Across America, people with uteruses are reeling from Friday’s Supreme Court ruling. The Federal government, and in particular the military, are looking for ways to fill the gap in coverage for their employees.
The decision didn’t come as much of a surprise, especially after the leak last month, but that doesn’t mean it isn’t a shock, nor that it isn’t devastating. It’s even more so as right-wing politicians openly discuss efforts to make sure the ban hits every state.
However, there are some piecemeal efforts in Federal government to extend protections to at least some of those who would potentially suffer from this decision — namely, their own employees.
The Secretary of Defense, Lloyd Austin, tweeted on Friday to promise that the Department of Defense will stand up for its employees and ensure that they can access reproductive health care as needed.
The Department is examining this decision closely and evaluating our policies to ensure we continue to provide seamless access to reproductive health care as permitted by federal law.
— Secretary of Defense Lloyd J. Austin III (@SecDef) June 24, 2022
Axios reports that this move may actually make abortion care more accessible to military members than before SCOTUS’ decision, since military facilities and health insurance currently cover abortion only in limited circumstances — rape, incest, and to save the life or health of the pregnant individual.
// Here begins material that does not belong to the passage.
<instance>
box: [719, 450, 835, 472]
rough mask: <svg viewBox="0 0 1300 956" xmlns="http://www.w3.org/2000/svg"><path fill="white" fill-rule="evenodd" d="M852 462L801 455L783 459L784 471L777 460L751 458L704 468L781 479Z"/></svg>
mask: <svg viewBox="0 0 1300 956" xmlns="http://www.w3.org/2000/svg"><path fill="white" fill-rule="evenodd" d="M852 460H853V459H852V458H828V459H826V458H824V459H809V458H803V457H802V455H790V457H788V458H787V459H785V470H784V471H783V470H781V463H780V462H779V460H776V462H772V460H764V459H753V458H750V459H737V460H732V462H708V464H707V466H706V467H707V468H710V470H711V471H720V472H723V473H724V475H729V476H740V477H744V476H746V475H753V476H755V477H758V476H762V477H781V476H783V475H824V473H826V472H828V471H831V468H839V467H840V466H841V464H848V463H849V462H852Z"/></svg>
It won’t just be military members the Federal government is moving to protect, either — Secretary of State Antony Blinken also weighed in on Friday, promising that the State Department is “fully committed to helping provide accessto reproductive health services” and “will do everything possible to ensure that all our employees have access to reproductive health services, wherever they live.”
— Secretary Antony Blinken (@SecBlinken) June 25, 2022
Of course, addressing the needs of government employees and military members is a drop in the bucket, but the show of support at least hints at the overall sentiment towards abortion care access, and the Administration has indicated a a willingness to enshrine abortion access rights into law, if Congress will do their part.